# Buy a Sim card for mobile



## akkers (Sep 22, 2011)

I am here in Dubai and tried to buy a sim card for my mobile. The shops in Al-Fahidi st were quoting Dh60-70 which seemed ok to me. However, they wanted to take my phone round the back and insert the sim. I told them I just wanted the sim and can insert the sim myself but they would'nt sell me the sim card.

What is going on? Am I missing something?


----------



## hisham.hafiz (Aug 30, 2009)

First time I hear about that, but may be they want to record ur phone details on the network before, 
Did u tried man big shops or it is small booth


----------



## ccr (Jun 20, 2010)

Don't know, sounds weird...

I got both pre- and post-paid SIM cards from Etisalat and DU stores, and they just handed me the SIM cards in the enveloppe after I paid for them.

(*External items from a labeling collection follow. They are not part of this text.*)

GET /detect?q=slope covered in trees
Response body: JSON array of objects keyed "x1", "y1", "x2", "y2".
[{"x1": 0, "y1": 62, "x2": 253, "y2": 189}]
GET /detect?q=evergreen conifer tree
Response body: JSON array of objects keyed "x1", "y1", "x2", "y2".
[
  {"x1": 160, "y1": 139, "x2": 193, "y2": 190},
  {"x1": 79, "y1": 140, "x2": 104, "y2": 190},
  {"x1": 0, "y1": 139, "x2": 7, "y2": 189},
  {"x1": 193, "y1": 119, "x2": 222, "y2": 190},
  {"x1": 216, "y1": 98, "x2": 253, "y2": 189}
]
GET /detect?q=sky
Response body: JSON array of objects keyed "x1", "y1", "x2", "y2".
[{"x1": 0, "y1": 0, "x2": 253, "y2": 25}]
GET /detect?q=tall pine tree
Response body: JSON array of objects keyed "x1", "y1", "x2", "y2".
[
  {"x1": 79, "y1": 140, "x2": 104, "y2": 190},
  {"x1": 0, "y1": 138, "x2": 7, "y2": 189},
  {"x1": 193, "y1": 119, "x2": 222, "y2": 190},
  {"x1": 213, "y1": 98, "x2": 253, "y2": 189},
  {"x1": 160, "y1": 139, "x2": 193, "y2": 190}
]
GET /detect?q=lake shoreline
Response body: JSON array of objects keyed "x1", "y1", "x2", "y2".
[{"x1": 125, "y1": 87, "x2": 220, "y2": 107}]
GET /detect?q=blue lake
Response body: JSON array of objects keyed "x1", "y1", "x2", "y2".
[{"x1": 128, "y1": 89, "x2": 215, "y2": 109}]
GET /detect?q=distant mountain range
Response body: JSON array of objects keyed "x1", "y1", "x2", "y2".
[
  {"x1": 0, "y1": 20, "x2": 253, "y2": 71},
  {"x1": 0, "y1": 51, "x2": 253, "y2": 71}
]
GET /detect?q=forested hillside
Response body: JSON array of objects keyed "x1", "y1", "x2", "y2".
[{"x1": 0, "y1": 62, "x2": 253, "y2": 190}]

No one ever asked for my phone.


----------



## masalih (Sep 16, 2011)

you may seek help from dubai police if you suspect something.


----------



## Tony0202 (Sep 23, 2011)

akkers said:


> I am here in Dubai and tried to buy a sim card for my mobile. The shops in Al-Fahidi st were quoting Dh60-70 which seemed ok to me. However, they wanted to take my phone round the back and insert the sim. I told them I just wanted the sim and can insert the sim myself but they would'nt sell me the sim card.
> 
> What is going on? Am I missing something?


Akkers,
I have a feeling that they palmed you a used SIM which is already in someone else's name. Please visit Etisalat or Du office to check if the SIM indeed is registered in your name. Using a SIM without knowing its history could have all sorts of risks.

Cheers!


----------